El madridismo necesitaba una noche como la de ayer para volver a instalarse en un olor a napalm que hace imperceptibles los tufos conspirativos. Este Madrí ya había ganado una Liga en el Camp Nou. Pero en lo de ayer hubo un matiz más demoledor para el Barcelona porque, en el choque de estilos, de equipos grandiosos jugando cada uno en la propia ley, prevaleció la fórmula del Real Madrid con una suficiencia desconocida desde los tiempos anteriores a Guardiola. El liderazgo de Xabi, que terminó exhausto, entre líneas. La presión adelantada, que dejó a Messi como para pintarle una cara a un balón y llamarlo Wilson. La solidaridad, la disciplina, sacrificios como el de Di María. Y los zurriagazos a la contra, con Cristiano ganando siempre las espaldas y creándose unos espacios desde los que hacerse un Enola Gay cuya bomba llevara pintado con tiza el recordatorio vengativo de todas las goleadas sufridas.

Justo cuando todo evocaba presentimientos terminales, el Madrí cuajó como nunca la ley del juego en la que quiso iniciarlo Mourinho. La goleada cierra un círculo penitente que se abrió con el 5-0 del primer Clásico.
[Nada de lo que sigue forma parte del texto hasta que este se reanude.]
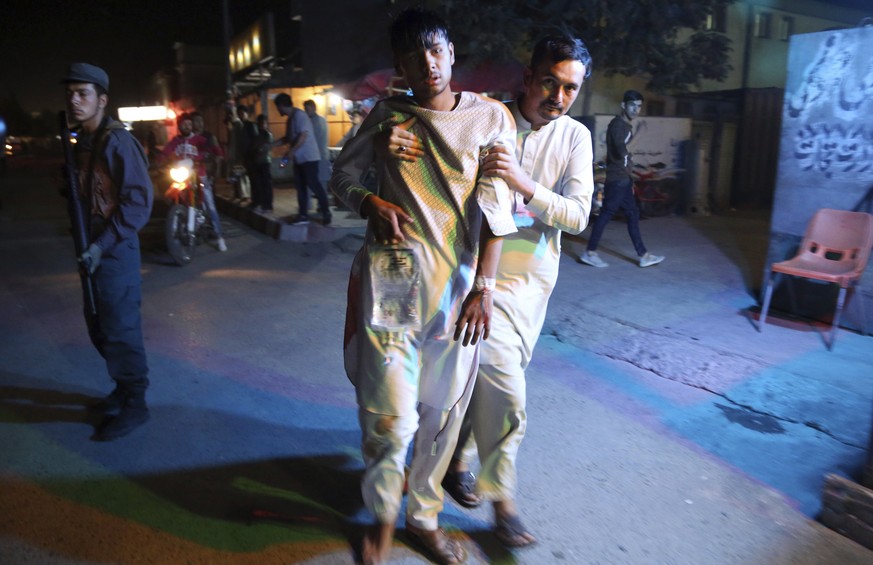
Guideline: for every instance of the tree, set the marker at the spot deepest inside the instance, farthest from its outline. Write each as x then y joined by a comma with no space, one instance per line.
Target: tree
663,41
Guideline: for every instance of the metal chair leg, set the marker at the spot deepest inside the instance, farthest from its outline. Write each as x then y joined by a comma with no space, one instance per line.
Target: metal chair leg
767,295
841,298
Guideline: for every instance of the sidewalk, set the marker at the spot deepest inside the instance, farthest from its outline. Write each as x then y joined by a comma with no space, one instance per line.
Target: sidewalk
275,223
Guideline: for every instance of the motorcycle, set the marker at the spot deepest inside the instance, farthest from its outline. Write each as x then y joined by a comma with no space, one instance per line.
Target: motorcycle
188,220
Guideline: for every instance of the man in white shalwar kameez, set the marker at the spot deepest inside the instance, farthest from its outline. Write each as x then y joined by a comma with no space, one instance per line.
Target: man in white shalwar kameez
413,356
550,173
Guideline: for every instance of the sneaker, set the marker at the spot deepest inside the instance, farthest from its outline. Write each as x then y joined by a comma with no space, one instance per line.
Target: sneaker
133,414
591,258
648,260
110,404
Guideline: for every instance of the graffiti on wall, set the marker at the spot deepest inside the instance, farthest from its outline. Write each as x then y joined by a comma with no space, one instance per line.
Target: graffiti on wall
830,107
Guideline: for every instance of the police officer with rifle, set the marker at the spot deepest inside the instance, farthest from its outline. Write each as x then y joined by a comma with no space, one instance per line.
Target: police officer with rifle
111,199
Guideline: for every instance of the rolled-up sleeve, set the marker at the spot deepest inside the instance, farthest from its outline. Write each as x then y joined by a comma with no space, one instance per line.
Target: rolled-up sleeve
567,206
353,163
492,193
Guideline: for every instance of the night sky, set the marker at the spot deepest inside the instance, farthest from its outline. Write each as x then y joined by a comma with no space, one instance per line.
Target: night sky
130,39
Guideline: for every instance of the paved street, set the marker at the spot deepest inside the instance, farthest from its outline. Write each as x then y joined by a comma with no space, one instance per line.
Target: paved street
663,429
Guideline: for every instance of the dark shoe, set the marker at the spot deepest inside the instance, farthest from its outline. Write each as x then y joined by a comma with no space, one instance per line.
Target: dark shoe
440,547
111,403
462,488
133,414
512,533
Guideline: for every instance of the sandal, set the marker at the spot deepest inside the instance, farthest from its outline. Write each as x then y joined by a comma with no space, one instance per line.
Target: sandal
440,547
512,533
461,486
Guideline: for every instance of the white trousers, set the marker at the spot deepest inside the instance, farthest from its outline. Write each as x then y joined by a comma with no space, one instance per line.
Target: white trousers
497,420
385,443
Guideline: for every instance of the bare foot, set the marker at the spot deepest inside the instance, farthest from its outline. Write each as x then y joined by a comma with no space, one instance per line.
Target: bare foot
376,545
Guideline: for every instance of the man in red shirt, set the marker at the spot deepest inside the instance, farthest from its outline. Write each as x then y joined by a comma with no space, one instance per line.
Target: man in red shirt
189,145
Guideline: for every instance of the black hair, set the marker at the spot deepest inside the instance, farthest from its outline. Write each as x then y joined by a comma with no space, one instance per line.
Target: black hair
562,47
282,99
632,96
417,28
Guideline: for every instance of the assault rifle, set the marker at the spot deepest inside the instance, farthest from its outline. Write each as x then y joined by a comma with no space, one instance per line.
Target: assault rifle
77,219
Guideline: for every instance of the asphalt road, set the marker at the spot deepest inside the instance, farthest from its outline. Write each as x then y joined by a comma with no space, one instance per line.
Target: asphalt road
663,428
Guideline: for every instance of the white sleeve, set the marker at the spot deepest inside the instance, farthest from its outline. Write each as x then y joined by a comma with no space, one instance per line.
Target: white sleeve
567,206
493,194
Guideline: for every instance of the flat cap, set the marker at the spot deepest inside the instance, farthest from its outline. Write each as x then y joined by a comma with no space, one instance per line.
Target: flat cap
83,72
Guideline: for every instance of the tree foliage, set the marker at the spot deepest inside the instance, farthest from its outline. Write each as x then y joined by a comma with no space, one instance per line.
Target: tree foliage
661,40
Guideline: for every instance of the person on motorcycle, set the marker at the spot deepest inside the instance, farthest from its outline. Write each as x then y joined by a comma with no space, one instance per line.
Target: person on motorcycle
189,145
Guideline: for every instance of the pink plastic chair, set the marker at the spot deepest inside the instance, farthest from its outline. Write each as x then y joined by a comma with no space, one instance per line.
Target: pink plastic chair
835,249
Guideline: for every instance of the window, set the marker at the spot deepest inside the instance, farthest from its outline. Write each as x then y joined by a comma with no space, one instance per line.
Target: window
786,28
762,24
654,108
717,20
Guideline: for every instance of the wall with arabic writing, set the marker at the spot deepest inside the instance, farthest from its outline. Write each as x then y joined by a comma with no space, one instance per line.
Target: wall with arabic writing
826,150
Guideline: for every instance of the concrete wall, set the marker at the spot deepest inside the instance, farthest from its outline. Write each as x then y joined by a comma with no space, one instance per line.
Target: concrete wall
826,150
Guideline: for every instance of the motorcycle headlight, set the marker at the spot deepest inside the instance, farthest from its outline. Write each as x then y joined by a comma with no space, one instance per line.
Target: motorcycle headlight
180,174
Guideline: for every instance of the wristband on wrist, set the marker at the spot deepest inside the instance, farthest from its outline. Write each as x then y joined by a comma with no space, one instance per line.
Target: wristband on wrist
484,283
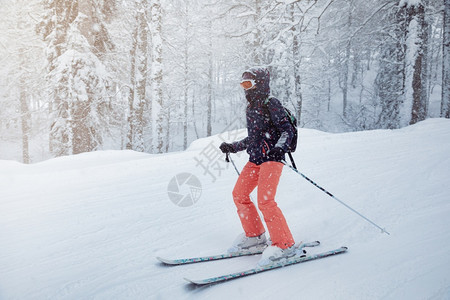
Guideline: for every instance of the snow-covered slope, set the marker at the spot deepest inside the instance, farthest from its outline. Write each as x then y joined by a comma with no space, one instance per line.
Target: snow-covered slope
90,226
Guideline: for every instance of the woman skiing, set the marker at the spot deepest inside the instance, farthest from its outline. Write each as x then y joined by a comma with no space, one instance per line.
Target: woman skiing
269,136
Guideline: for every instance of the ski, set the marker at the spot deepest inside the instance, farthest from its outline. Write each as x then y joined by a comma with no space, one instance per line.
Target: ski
185,261
292,261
Después de tantos meses de resonar las carcajadas de los gurús, el Real Madrid cauteriza aquella bofetada fundacional a la que siguieron clásicos terribles, trabados, intensísimos, propios de un mundo en el que sólo hubiera comida para una tribu. Derrotado en San Siro y en casa, partidos ambos en los que no acudió Messi al rescate para compensar las fallas estructurales, el Barcelona entra en un periodo de zozobra psicológica en el que acaso haya que empezar a hacerle el reconocimiento de la impronta que dejará. La vuelta contra el Milan podría ser, en ese sentido, un empezar a ser posteridad, como Di Stéfano, el gol de Maradona a los ingleses o el Liverpool de Shankly. Si hay un hueco por ocupar, recuerde el madridismo que fue con Mourinho cuando su equipo aguantó el empuje colosal del gran Barcelona, le quitó tres competiciones, dos de ellas en el mismo Camp Nou, y quedó en posición, a pesar del incomprensible gatillazo en Liga, de diseñar una nueva hegemonía.

Porque el Real Madrid, resucitado cuando le componíamos oraciones fúnebres para la fe y el orgullo, inaugura una inercia nueva con la que aproa Manchester con unas expectativas que permiten adaptar la letra de Cohen: «Primero tomaremos el Camp Nou, y luego tomaremos Old Trafford».